Consumers Union to U.S. Senate: Don’t Rush Self-Driving Cars Bill
– Proposed AV START Act Needs Important Safety Improvements for Consumers
– Senate Committee To Hold Hearing Today Before Washington Auto Show
WASHINGTON, D.C. (Jan. 24, 2018)—Consumers Union, the policy and mobilization division of Consumer Reports, today called on members of the U.S. Senate not to rush a bill addressing self-driving cars, and instead take the necessary time to strengthen the bill’s safety protections. The legislation, known as the AV START Act, is expected to be discussed at a Senate Commerce Committee hearing today preceding the start of the 2018 Washington Auto Show.
“We’re excited about the promise of self-driving cars, and we know senators can do better for their constituents, and for the safety of everyone on the road,” said David Friedman, Director of Cars and Product Policy and Analysis for Consumers Union. “Right now, we’re concerned that companies are competing to be the first, not the safest. Instead of cheering on that race, Senate legislation should require safety first, regardless of whether a human or software is doing the driving.”
Consumers Union has previously expressed major concerns about how the AV START Act would undermine consumer safeguards. The bill would dramatically expand the number of cars that could be allowed on the road that do not meet federal safety standards, require company safety reports in lieu of setting binding rules, and limit the ability of states and localities to take action to keep roads safe or to close gaps in protections that exist. The bill also fails to require manufacturers to publicly back up their safety claims by sharing the safety data behind them. The organization has told Senate offices that the legislation, as written, is not ready for passage.
“The AV START Act has critical weaknesses that policymakers must fix before moving this sweeping bill forward,” said William Wallace, senior policy analyst for Consumers Union. “The bill would fundamentally change how the federal government and states oversee vehicle safety, yet key safety gaps remain unaddressed. Instead of ignoring these problems, or rushing to push the bill through, senators should take time to establish a reasonable safety framework that would better protect consumers.”
Consumers Union has consistently advocated for more robust protections in the emerging automated vehicle landscape. The organization has educated policymakers with Consumer Reports test results and journalism, urged action against unsafe or misleading features, and provided feedback on legislative proposals, both informally and in testimony before Congress.
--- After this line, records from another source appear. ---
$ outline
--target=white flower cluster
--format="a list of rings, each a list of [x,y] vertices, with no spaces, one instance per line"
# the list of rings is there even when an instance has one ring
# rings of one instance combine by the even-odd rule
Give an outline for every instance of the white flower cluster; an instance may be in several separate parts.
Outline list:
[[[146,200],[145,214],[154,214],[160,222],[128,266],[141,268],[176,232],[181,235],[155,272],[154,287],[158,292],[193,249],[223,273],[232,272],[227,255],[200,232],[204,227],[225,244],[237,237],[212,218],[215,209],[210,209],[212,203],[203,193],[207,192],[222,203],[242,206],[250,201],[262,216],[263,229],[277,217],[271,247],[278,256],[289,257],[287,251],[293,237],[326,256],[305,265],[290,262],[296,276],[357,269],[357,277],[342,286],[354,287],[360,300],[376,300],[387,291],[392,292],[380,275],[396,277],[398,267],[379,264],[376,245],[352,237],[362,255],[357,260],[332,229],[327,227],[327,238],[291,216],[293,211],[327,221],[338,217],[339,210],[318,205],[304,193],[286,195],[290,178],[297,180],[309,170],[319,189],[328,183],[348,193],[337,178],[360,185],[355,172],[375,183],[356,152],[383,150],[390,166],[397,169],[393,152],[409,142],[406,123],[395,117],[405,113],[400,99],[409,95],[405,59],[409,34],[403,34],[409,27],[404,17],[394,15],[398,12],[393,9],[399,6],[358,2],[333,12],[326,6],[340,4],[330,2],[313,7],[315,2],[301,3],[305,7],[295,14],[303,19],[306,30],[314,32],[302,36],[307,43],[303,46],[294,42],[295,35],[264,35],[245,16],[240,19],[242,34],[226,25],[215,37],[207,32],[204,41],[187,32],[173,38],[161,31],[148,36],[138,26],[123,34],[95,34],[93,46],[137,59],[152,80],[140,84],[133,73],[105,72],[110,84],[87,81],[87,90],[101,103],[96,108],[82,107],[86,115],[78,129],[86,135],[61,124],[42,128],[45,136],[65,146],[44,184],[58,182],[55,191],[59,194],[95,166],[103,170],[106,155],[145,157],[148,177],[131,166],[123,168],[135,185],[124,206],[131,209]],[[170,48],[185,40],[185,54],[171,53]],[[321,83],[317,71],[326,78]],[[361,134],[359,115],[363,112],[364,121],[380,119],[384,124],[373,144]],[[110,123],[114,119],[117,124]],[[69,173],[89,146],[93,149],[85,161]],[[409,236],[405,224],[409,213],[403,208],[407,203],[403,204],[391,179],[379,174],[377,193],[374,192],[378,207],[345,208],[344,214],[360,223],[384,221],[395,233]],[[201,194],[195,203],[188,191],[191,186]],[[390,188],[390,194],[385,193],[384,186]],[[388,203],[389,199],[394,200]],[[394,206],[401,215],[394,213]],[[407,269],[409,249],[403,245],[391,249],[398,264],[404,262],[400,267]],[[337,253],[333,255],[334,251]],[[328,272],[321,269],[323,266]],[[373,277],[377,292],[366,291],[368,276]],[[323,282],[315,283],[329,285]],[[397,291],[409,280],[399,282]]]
As Congress continues to work on legislation, Consumers Union will carefully evaluate new or amended provisions and push lawmakers to produce a strong bill that ensures the safety of everyone who shares the road.
Consumer Reports is the world’s largest independent product-testing organization. Using its more than 50 labs, auto test center, and survey research center, the nonprofit rates thousands of products and services annually. Founded in 1936, Consumer Reports has over 7 million subscribers to its magazine, website, and other publications. Its policy and mobilization division, Consumers Union, works for health reform, food and product safety, financial reform, and other consumer issues in Washington, D.C., the states, and in the marketplace.